Sean estos párrafos un anoréxico homenaje a los sastres, aquellos virtuosos de la aguja que nos visten “para podernos presentar decentes en la escena del mundo”, digámoslo con mi pariente Gustavo Adolfo Domínguez, simplemente Bécquer.
El reconocimiento es sobre todo para aquellos nostálgicos sastres sin prestaciones, sin asiento de voyeristas en primera fila de Colombiamoda, con tijeras arcaicas en lugar de sofisticado láser, y sin anoréxicos centímetros en la prensa.
Los veo locuaces, alegres, camelladores, en sus talleres, ganando el pan con el sudor de la melancólica Singer que solloza como si fuera un bandoneón.
Que san Homobono, italiano, patrono del gremio, les mejore el currículo y la cuenta bancaria. Para los regalos, el día clásico de los profesionales del dobladillo es el 28 de octubre.
Dos sastres he tenido en esta encarnación: Mamá Geno quien confeccionaba mis pantalones bombachos con cargaderas, y Chucho, de quien fui conejillo de indias antes de que se convirtiera en uno de los dedales más diestros de la pasarela.
Con mis bombachos no me cambiaba por Christian Dior ni mano a mano.
En el campo sartorial el caleño Chucho fue la prolongación de mi madre. A Jesús Valencia, Jeval en sus inicios, reencarnado en moderno Valencia Sartorial, lo distingo desde los años setenta en Bogotá cuando éramos ricos sin plata, felices y documentados a medias.

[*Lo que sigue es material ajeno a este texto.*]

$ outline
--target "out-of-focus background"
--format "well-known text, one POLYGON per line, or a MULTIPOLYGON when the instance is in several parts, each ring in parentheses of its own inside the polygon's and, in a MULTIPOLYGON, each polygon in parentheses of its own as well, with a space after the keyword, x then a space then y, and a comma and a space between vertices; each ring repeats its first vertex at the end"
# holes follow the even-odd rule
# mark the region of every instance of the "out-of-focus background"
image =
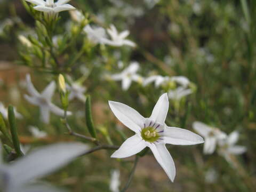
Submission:
MULTIPOLYGON (((86 94, 92 98, 93 118, 99 132, 108 131, 112 142, 117 145, 123 142, 117 129, 121 129, 127 137, 132 134, 112 115, 107 105, 108 100, 125 103, 148 116, 162 93, 152 85, 147 88, 145 97, 145 91, 136 84, 125 92, 118 83, 102 80, 98 72, 102 70, 101 68, 108 69, 109 66, 116 66, 121 58, 124 63, 138 61, 144 76, 155 74, 182 75, 195 85, 196 92, 187 99, 178 112, 171 106, 169 125, 183 125, 182 128, 193 131, 193 123, 199 121, 227 134, 237 130, 240 133, 237 144, 247 148, 246 153, 236 156, 239 165, 234 166, 217 152, 204 155, 203 145, 167 145, 177 169, 174 182, 171 182, 149 153, 140 159, 127 191, 255 190, 256 2, 76 0, 70 3, 89 13, 97 25, 107 27, 114 23, 119 30, 129 30, 129 38, 138 45, 136 49, 130 50, 108 50, 99 61, 85 56, 84 67, 91 71, 84 85, 87 87, 86 94), (105 57, 109 58, 104 62, 105 57), (184 123, 188 106, 190 111, 184 123)), ((52 79, 52 74, 21 65, 22 50, 18 35, 30 33, 35 27, 35 20, 21 1, 0 0, 0 102, 5 107, 9 104, 15 106, 22 115, 23 118, 18 120, 21 142, 28 148, 59 141, 77 140, 65 134, 67 131, 58 117, 52 116, 49 124, 42 123, 38 108, 24 99, 27 73, 30 74, 38 91, 43 90, 52 79), (29 126, 46 132, 47 137, 35 139, 29 126)), ((60 15, 61 20, 57 31, 61 35, 65 33, 70 16, 68 12, 60 15)), ((69 75, 79 77, 77 74, 81 70, 69 75)), ((60 106, 58 94, 53 101, 60 106)), ((75 100, 69 110, 75 115, 70 118, 74 129, 89 135, 83 104, 75 100)), ((107 142, 104 137, 100 137, 107 142)), ((110 191, 111 171, 120 170, 123 186, 134 158, 118 161, 109 158, 112 152, 98 151, 79 158, 45 180, 71 191, 110 191)))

Hoy se da el lujo de seguir a distancia, desde la comodidad de su hamaca caleña, eventos como Colombiamoda que reunió en Medellín a los grandes egos de la alta costura. Sus herederos están atentos al último berrido. Y giran.
Como la historia se repite, en mis primeros setenta han reaparecido los bombachos con otra estética. Al igual que las golondrinas de Bécquer, volví a las cargaderas para que los calzones no sigan “cuesta abajo en su rodada”.
No es por humillar pero en mis mejores tiempos de reportero, mi oficio verdadero, Chucho fue mi sastre, una vez agotado el cursillo de conejillo.
Aligerado de vanidades, renuncié a los sastres y simplemente espero que mi ropa vieja se ponga de moda.
Comíamos bajo el mismo techo. La rica sazón corría por cuenta de doña Lucía Reyes, una ráfaga boyacense madre del fallecido gourmet-gourmand, Álvaro Vasco, otro conejillo de indias en el garaje-taller de Jesús en el Chapinero bogotano.
Le atribuyo a las inspiradoras viandas que preparaba doña Lucía el éxito de Chucho en su destino de sastre. Ella también tiene acciones en la prosperidad sin plata de este palabrotraficante, como me bautizó un aplastateclas chapetón.
El gremio de los sastres tiene poeta propio, el nadaista Jotamario, deudor moroso de Valencia Sartorial, quien le cantó a Chucho Arbeláez, su padre, sastre rionegrero: “Tú me diste las primeras puntadas de mi amor por la poesía”.